Les candidats à l'Elysée pourraient ne reprendre votre pacte qu'à la marge. Sur quels critères évaluerez-vous leurs engagements ?Il n'y a pas de critère particulier. Mais je pense que l'on pourra voir si les propositions des partis sont indigentes, confuses ou pas. Avec les experts qui m'entourent, nous les évaluerons avant la fin de l'année. Certains me diront que les partis vont s'engager mais que ces paroles n'engagent qu'eux. Avec les législatives derrière, je ne vois pas un certain nombre de choses actées passer aux oubliettes, surtout après la création d'un gouvernement avec un vice-premier ministre du développement durable.
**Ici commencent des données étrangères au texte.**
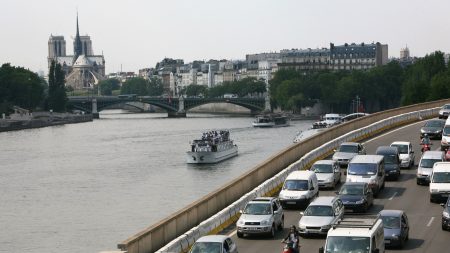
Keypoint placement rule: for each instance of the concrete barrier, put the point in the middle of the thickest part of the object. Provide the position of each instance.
(177, 232)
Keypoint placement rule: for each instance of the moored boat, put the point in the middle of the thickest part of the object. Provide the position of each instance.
(271, 120)
(213, 147)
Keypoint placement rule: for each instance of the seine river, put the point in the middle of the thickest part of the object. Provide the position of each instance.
(86, 187)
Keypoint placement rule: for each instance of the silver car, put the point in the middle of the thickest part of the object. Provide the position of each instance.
(261, 216)
(319, 215)
(347, 151)
(214, 244)
(328, 173)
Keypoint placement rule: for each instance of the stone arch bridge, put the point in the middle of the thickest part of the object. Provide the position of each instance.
(175, 107)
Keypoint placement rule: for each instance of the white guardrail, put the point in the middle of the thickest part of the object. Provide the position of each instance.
(230, 213)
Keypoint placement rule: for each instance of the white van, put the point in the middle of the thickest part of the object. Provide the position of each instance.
(299, 188)
(368, 169)
(355, 234)
(440, 182)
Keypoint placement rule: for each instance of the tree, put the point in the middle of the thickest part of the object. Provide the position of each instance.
(57, 97)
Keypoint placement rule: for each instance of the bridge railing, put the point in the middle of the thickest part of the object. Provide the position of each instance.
(220, 208)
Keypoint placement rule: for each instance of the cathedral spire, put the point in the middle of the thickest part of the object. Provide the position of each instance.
(77, 47)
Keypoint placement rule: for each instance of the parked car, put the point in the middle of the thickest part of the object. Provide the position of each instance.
(406, 153)
(446, 215)
(347, 151)
(356, 197)
(261, 216)
(391, 161)
(396, 227)
(433, 128)
(426, 163)
(328, 173)
(214, 244)
(320, 215)
(444, 112)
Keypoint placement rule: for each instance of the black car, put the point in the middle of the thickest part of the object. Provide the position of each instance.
(391, 161)
(433, 128)
(446, 215)
(356, 196)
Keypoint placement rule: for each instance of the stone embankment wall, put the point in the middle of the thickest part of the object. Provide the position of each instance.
(42, 119)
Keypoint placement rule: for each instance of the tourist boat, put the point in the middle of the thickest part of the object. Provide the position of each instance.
(271, 120)
(213, 147)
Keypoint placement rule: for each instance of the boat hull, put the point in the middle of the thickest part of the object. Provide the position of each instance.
(210, 157)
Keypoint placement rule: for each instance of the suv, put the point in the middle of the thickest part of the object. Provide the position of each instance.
(261, 216)
(320, 215)
(445, 110)
(347, 151)
(406, 153)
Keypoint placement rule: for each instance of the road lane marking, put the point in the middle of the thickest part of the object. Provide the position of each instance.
(431, 221)
(395, 130)
(393, 195)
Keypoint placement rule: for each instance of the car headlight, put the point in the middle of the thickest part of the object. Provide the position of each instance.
(360, 201)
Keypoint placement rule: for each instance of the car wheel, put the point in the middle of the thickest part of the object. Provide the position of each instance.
(281, 226)
(272, 231)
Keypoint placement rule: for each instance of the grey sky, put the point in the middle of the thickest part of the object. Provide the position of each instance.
(138, 33)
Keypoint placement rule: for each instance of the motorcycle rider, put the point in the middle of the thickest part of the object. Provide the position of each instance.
(294, 237)
(425, 141)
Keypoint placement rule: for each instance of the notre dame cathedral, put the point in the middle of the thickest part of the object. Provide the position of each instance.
(83, 69)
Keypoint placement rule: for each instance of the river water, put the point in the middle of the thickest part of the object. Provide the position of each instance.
(86, 187)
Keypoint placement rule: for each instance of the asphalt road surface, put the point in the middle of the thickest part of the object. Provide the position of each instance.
(425, 233)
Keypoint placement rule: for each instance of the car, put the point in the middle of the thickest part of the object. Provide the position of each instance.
(328, 173)
(444, 112)
(347, 151)
(320, 215)
(356, 196)
(396, 227)
(446, 215)
(391, 161)
(432, 128)
(214, 244)
(425, 167)
(406, 153)
(261, 215)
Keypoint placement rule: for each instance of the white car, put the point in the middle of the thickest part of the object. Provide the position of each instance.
(261, 216)
(214, 244)
(328, 173)
(406, 153)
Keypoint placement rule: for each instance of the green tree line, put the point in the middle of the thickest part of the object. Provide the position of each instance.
(379, 88)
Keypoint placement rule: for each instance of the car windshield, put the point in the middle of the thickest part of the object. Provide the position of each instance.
(446, 131)
(391, 221)
(434, 123)
(428, 163)
(318, 211)
(402, 149)
(296, 185)
(322, 168)
(362, 169)
(352, 190)
(390, 159)
(441, 177)
(206, 247)
(345, 244)
(258, 208)
(348, 149)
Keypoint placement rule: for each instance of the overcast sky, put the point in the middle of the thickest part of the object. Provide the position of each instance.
(136, 34)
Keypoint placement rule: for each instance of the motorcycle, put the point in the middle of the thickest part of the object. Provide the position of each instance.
(289, 247)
Si un ou plusieurs candidats reprenaient vos propositions, appellerez-vous à voter pour eux ?Non. Ça a été clair dès le départ.
A l'inverse, que ferez-vous si les candidats prennent peu, ou mal, en considération votre pacte ?J'ai la bête habitude de réfléchir au moment où les choses se posent. Peut-être qu'il faudra que je m'accommode d'une limitation de notre rôle, nous les ONG. J'aviserai.
Envisagez-vous de vous présenter à l'élection présidentielle ?Cela reste une hypothèse valable. Je ne peux pas me résoudre à ce que l'on manque cette fenêtre de tir. Mon souhait, c'est que l'engagement écologique de la France soit majeur, pas plus fort, mais majeur.
Dans ce cas, selon les sondages, vous ne prendriez des voix qu'à la gauche. Comment instaurerez-vous alors un rapport de force avec la droite ?J'ai eu un document entre les mains qui montre que mon impact est aussi fort à gauche qu'à droite. Dans tous les cas, je ne dois pas avancer en fonction de ça. Ce n'est l'intérêt de personne que je me présente. Cela voudrait dire, en creux, que dans ce pays, on ne peut faire bouger les choses que par la pression. Cela attiserait, une nouvelle fois, le discrédit dont souffre la classe politique. En répondant fortement à ces enjeux écologiques, elle lèverait justement, en partie, ce discrédit.
Avez-vous pensé, au cas où vous vous présenteriez, au moyen de récolter les 500 signatures ?Pas vraiment. Je ne dis pas que je n'ai rien préparé, mais je ne dis pas non plus que je ne serai pas capable d'activer quelque chose le moment venu.